But when everyone eventually returned to the office later in the day, the ceilings were still sound and the office's collection of tropical fish were still swimming happily in their tanks.
It's an aquatic example of how Seattle escaped the massive damage and widespread loss of life that has accompanied quakes of similar magnitude - from Northridge, Calif., to Kobe, Japan.
Ultimately, damage may reach into the billions of dollars, yet only one person died and few buildings had significant structural damage. By contrast, the Kobe temblor left more than 6,000 people dead and turned the city inside out.

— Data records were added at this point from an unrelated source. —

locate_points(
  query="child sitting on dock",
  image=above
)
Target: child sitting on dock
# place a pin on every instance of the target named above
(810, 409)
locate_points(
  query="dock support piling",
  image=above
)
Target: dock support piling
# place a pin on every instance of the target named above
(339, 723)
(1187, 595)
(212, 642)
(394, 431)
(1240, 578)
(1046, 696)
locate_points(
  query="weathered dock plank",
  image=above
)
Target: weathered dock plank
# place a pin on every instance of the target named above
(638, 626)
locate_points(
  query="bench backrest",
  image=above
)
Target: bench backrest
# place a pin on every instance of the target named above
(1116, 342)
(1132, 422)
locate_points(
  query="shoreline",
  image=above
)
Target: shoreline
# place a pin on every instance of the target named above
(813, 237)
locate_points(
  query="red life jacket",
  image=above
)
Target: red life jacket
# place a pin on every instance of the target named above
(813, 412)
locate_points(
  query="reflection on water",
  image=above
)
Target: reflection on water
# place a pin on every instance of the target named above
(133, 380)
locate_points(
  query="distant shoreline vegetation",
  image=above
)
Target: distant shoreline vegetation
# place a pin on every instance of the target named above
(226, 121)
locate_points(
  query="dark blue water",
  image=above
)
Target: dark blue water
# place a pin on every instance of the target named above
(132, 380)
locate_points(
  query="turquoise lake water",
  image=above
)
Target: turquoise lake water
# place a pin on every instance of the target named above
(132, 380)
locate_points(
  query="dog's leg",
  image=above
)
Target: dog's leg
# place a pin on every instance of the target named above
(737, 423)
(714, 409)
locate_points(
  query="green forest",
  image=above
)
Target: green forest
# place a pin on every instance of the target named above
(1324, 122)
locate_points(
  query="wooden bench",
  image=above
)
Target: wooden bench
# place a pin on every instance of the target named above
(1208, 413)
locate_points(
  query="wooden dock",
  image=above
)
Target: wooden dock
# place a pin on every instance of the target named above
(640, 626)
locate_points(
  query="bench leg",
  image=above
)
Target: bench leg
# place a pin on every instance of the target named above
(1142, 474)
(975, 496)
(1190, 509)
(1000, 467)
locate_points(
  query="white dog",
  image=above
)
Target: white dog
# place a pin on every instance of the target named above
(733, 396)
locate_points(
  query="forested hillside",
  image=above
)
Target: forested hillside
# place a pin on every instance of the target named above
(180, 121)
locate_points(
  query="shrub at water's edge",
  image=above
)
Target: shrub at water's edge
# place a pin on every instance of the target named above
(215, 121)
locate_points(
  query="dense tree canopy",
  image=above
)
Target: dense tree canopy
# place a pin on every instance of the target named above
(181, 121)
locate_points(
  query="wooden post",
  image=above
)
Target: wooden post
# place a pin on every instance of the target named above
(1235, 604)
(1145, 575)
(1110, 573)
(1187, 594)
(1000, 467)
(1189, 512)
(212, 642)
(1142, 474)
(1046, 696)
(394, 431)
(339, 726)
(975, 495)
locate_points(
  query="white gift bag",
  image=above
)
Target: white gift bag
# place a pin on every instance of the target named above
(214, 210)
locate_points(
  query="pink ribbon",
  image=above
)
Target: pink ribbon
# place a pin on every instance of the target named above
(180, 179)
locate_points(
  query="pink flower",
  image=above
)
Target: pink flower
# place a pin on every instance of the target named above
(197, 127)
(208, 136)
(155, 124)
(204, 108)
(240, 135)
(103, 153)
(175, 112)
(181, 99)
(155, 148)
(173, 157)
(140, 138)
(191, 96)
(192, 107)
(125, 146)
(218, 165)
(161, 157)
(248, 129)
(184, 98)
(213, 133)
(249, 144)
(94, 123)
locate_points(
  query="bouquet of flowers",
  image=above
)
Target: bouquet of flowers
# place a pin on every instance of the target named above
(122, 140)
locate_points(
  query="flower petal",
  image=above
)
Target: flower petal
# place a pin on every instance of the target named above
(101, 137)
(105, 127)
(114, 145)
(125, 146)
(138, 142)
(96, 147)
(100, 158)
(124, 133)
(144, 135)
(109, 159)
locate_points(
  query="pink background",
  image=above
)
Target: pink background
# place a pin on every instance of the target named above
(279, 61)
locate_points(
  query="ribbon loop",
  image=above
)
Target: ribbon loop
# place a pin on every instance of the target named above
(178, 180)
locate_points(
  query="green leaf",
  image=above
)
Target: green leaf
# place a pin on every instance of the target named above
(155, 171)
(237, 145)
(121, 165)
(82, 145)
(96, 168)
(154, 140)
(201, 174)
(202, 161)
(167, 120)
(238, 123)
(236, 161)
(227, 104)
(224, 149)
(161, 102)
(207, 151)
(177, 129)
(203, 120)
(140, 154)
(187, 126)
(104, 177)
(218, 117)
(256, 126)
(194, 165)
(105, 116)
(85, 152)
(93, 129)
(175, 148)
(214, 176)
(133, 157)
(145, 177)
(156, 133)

Seattle's relative good fortune came from a combination of factors, including improved building codes and increased preparedness. Perhaps the greatest factor, though, was pure science - the underlying geology and tectonics of the Pacific Northwest.
Unlike the events in Northridge and Kobe, the Seattle-area quake took place deep within the earth - as many as 30 miles down. The result is obvious.
"With a deep earthquake, the shaking tends to last longer, but the vibration you're feeling is [weakened] by the shock waves moving through 30 miles of soil," says Charles Roeder, a professor of civil engineering at the University of Washington here. "The earthquakes we have here tend to be deep - whereas, the earthquakes they have in Los Angeles tend to be fairly shallow."
Indeed, the strongest Seattle earthquakes of the 20th century all have taken place in roughly the same place that this week's event did. Each occurred as one plate of the earth's crust slowly slid farther beneath another.
In California, earthquakes happen as plates simply grind against each other, meaning they're much closer to the surface - and therefore more damaging.
A similar kind of grinding fault, named the Seattle Fault, runs directly through the city, but that remained quiet.
"If it were a 6.8 on the Seattle Fault, we'd be looking at a lot more damage, more like what happened to Kobe," says William Steele, coordinator of the seismology lab at the University of Washington. "We'd be looking at hundreds of billions of dollars of damage - and many casualties."
That's not to say deep earthquakes can't be damaging. Scientists say deep earthquakes could actually be more dangerous for big buildings, causing entire areas of earth to give way. But Wednesday's temblor didn't appear to cross that threshold for intensity.
Moreover, scientists are quick to point out that Seattle's increasing earthquake awareness has led to better buildings.
"The engineers have learned their lessons," says Dr. Steele. "They've studied the California quakes; they've looked at why buildings break apart."